Although I did spy them playing together..as in Angel partaking in play once..I dont think Angel saw me watching, because when she looked up and saw me, she got a "deer in the headlight" look..she is constantly trying to convince me how awful it is with Halo out there with her..


----------



## Mzyla (Apr 3, 2012)

Looks like she is going to be pretty handsome dog!
Yes, at 6 months they look neither grown up, neither puppies....my was pretty ugly at 6 months.
Now when he is 14 months old, it became a Polar Bear (some people not familiar with GP were asking me, what is that Polar Bear?)


----------



## gretchenann (Apr 4, 2012)

She is a beauty


----------



## Remuda1 (Apr 11, 2012)

They're both beautiful dogs. I wish I had had an older dog to start a pup out with, I think they do help to train the younger ones.  My two also usually will be one in with the flock and the other on a rise somewhere. Weird how they just do that. I'm getting a kick out of them right now with the shedding. They don't look like the same dogs that they were this past winter.

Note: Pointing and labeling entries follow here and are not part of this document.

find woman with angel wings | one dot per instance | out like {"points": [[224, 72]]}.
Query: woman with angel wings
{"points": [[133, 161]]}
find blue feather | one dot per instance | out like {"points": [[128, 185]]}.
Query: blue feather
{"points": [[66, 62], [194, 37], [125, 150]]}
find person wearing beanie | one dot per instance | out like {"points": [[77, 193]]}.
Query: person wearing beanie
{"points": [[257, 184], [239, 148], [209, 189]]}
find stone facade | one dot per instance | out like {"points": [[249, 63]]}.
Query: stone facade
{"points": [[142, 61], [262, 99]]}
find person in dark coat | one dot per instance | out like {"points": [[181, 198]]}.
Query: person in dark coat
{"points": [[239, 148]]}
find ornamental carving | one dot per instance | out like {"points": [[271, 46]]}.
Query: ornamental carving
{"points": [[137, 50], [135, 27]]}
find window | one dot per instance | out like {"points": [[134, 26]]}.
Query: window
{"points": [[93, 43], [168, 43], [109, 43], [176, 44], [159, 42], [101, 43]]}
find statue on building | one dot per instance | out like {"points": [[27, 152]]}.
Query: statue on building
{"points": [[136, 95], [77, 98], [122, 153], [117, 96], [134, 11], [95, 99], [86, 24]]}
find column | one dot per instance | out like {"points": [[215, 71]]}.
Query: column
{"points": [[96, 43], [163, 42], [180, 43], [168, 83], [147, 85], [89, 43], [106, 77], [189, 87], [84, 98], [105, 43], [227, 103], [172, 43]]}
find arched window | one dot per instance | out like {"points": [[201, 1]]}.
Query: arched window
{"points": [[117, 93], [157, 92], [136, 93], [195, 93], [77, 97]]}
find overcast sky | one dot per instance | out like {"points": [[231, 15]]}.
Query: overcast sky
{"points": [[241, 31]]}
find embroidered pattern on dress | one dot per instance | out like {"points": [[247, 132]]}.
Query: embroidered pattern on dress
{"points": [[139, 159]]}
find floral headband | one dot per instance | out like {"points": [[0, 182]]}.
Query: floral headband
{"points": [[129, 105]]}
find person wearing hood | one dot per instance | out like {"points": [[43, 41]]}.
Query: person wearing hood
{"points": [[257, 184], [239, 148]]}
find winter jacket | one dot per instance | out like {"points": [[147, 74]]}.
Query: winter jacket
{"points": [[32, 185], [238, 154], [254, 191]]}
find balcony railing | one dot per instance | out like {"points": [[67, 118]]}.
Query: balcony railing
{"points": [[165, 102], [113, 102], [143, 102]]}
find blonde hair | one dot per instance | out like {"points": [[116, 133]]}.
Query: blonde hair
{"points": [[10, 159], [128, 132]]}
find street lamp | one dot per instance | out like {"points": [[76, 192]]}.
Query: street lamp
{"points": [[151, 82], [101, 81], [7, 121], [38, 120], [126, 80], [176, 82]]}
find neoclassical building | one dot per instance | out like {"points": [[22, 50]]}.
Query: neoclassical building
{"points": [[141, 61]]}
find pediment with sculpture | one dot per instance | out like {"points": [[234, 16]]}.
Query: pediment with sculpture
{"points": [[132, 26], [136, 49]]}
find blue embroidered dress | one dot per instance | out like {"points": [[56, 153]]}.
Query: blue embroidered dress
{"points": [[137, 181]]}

Looks like they've both lost a ton of weight, lol  .


----------



## TexasShepherdess (Apr 12, 2012)

Halo has white patches on her..she may shed out white versus the apricot color she is now.. my pasture has dog and sheep hair all over the place. 

She got to experience watching her first sheep work..by my border collie..while Angel laid down in the catch pen and chewed on her bone..Halo was TERRIABLY upset..bark bark, yip yip..she finally calmed down, but was very stressed..I swear she thinks she is a sheep..


----------



## Stubbornhillfarm (Apr 12, 2012)

TexasShepherdess said:
			
		

> Halo has white patches on her..she may shed out white versus the apricot color she is now.. my pasture has dog and sheep hair all over the place.
> 
> She got to experience watching her first sheep work..by my border collie..while Angel laid down in the catch pen and chewed on her bone..Halo was TERRIABLY upset..bark bark, yip yip..she finally calmed down, but was very stressed..I swear she thinks she is a sheep..


I suppose that would be a bit confussing and stressful for a LGD to watch a herding dog do its work.  Making noise, directing the sheep,etc.  What a great set up to have two different dogs doing two different jobs and each respecting the other in their roles.


----------



## TexasShepherdess (Apr 13, 2012)

yes..and Halo, being younger, I think is alittle more "keen" on her job then Angel..or Angel understands her job better perhaps? (if Sarah, me, is in with the sheep, its OK)

I am sure it will get easier as we do it more.


----------